Rebecca Bailey, Hopkins Center Publicity Coordinator/Writer

December 5, 2019: Beautiful words, music and dance that pry the lid off a persistent American reality.

HANOVER, NH—Why do so many black American men end up in prison? Who are they and what are their stories? How does skin pigmentation color the way authorities—from teachers to law enforcement officers—treat young men?

In The Just and the Blind, a poet, a musician and a dancer dive into these questions with clarity and passion, constructing an evening of poignant vignettes of music, words, dance and song that testify to the realities facing American black boys and men. The show will be presented on Thursday, January 16, 7:30 pm, at the Hopkins Center for the Arts at Dartmouth College.

Composer-violinist Daniel Bernard Roumain (known by the initials "DBR") and spoken-word artist Marc Bamuthi Joseph are joined by flexing street dance pioneer Drew Dollaz, who brings mind-blowing movement to the mix of music, spoken and recorded words and evocative projections. Conceived and written by Joseph with DBR's original music, the show draws on the Joseph's own personal experiences of fatherhood as well as a recorded conversation with a young man imprisoned for life for a crime committed in his youth. 

In a special collaborative arrangement only for Dartmouth, the performance will also include vocalists led by Walt Cunningham, Dartmouth director of Pop Music Ensembles.

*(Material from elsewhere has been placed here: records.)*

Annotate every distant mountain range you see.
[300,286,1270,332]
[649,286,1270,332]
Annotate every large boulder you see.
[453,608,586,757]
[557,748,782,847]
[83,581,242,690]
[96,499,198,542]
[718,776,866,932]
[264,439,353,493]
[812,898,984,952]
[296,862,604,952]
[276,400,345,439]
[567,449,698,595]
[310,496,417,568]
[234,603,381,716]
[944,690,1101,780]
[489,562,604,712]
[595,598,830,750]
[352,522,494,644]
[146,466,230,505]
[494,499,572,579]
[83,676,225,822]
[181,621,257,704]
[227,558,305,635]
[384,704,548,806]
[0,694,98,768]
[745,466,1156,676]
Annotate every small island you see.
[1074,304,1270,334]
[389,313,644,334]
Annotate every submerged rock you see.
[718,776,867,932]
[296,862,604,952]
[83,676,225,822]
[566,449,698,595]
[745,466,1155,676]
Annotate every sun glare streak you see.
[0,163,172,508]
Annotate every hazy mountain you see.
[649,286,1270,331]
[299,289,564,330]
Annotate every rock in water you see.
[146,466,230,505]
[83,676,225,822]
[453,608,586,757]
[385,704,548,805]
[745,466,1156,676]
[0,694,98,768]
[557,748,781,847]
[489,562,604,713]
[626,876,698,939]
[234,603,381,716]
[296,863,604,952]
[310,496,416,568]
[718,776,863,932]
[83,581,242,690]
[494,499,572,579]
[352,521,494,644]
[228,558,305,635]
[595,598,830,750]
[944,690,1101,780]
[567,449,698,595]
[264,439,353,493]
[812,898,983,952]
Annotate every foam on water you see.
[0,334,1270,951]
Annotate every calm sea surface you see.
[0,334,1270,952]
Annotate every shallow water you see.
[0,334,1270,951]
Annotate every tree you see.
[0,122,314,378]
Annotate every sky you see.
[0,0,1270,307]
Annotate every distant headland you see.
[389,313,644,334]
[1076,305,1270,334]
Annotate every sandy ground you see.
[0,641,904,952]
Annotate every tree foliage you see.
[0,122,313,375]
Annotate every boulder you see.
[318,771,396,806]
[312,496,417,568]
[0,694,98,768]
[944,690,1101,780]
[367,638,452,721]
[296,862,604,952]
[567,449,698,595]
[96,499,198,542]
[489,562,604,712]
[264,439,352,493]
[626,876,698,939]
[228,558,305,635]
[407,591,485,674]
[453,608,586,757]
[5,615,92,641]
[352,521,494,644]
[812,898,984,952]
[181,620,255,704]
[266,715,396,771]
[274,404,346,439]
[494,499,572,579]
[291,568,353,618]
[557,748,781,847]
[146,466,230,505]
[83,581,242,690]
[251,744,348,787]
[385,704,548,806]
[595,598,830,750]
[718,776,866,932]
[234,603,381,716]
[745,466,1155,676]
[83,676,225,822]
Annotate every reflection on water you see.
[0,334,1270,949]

Two additional programs offer the public a chance to interact with the artists:

  • A flex dancing master class with Dollaz, Tuesday, January 14, 5:30 pm, Straus Dance Studio, $12 for adults, free for students and youth but RSVP required; and 
  • A pre-performance conversation with the artists about live arts and activism, on Thursday, January 16, 6:30–7:15 pm, Top of the Hop, free.

Framed by visually striking photography and animation projections, the performance explores racial profiling and the prison-industrial complex in a seamless flow of short vignettes that include DBR's electro-acoustic music on violin and piano; searing dance interludes by Dollaz;  and Joseph's spoken word. The creative team also includes Michael John Garcés (director), David Szlasa (projection designer), Lisa Armstrong (investigative journalist), Xia Gordon (animator), and Brittsense (photographer). 

When it premiered at Carnegie Hall, which commissioned the work, the New York Times called The Just and the Blind a "raw, cry from the soul new work ... driven by Mr. Joseph's stinging, brilliant words ... Mr. Joseph voices the thoughts of a black father who admits to being afraid when, at night, he walks past young black men who look the same age as his son. Every day, he tells his son, the boy's main mission in life is 'to come home to me.' " The New Yorker praised Joseph and DBR's "viscerally eloquent partnership, infusing artistic expression with social activism and their shared experience as Haitian-American men," which in this work also includes "the supremely lithe street-dance choreographer Drew Dollaz ... in a multidisciplinary work that examines racial injustice and juvenile incarceration."

DBR has been getting to know the Hop region over this year through multiple collaborations with Vermont artists through a residency involving Burlington's Flynn Center, University of Vermont's Lane Series and the Vermont Symphony Orchestra. In October, he was joined by more than 30 local artists in a 24-hour public performance on Burlington's Church Street in protest of Trump administration policies on issues including immigration. Other public events this year include a solo performance, a Saturday morning family performance, and a collaborative performance with Waterbury new music collective TURNmusic.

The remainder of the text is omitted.